少女にまつわる五つの物語
五つの物語とは「オーブランの少女」「仮面」「大雨とトマト」「片想い」「氷の皇国」
舞台となる国も時代もちがう物語だがどこか可憐で妖しい雰囲気が漂い、しかもミステリアスでトリッキー、最後まで惹きつけられる短編集だった。
「オーブランの少女」の紹介はこう書かれている。
「色鮮やかな花々の咲く、比類なく美しい庭園オーブラン。ある日、異様な風体の老婆に庭の女管理人が惨殺され、その妹も一か月後に自ら命を絶つという痛ましい事件が起こる。・・かつて重度の病や障害を持つ少女がオーブランの庭に集められこと。彼女たちが外界から隔絶されていたこと。謎めいた規則に縛られていたこと。そしてある日を境に、何者かによって次々と殺されていったこと」
桜庭一樹の名作「砂糖菓子の弾丸は撃ちぬけない」を思い出させるような少女の深い悲しみの物語だった。
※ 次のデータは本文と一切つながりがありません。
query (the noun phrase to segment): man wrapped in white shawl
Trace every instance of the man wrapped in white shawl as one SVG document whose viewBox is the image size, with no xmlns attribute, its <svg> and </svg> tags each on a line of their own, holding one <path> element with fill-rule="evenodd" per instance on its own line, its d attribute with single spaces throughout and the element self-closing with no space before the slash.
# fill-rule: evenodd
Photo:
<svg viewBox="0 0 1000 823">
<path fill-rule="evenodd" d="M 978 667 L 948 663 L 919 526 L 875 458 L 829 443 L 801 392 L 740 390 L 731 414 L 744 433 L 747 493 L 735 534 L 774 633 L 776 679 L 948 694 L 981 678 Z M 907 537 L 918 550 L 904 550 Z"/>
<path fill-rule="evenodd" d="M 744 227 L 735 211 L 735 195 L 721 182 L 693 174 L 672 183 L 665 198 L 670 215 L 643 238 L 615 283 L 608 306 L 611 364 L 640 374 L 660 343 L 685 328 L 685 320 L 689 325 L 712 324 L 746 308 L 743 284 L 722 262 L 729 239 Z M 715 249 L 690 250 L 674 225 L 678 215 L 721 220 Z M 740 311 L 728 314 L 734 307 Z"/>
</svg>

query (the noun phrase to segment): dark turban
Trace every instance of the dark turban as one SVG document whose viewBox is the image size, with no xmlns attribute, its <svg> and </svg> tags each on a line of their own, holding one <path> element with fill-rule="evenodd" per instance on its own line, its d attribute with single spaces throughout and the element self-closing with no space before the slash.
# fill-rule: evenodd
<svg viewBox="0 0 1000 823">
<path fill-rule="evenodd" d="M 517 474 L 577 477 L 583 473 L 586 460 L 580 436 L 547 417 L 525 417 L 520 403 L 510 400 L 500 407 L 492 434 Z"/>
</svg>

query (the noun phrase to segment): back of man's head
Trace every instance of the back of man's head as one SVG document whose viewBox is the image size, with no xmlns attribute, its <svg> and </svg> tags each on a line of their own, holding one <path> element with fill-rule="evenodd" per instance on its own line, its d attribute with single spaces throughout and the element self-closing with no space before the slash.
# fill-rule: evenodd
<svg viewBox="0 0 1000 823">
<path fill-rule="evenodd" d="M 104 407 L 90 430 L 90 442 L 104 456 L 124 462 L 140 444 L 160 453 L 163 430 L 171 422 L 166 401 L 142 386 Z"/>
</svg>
自然描写がじつに巧みだった。たとえば「氷の皇国」はこんな文章で始まる。
「若々しい香りを含んだ風が吹き、北の大陸にもようやく春がやってきた。冬の間に雪も少しずつ解けはじめ、顔を覗かせた柔らかな土から草花が芽ぐみ、少しずつ大地を覆っていった。木々は雪の冠を落とし、かもめは淡い水色の空を悠々と飛んでいく」
長い間、日本の小説をあまり読んでこなかった。いつの間にかどこか大正モダニズムを感じさせる新しい才能が芽生えていた。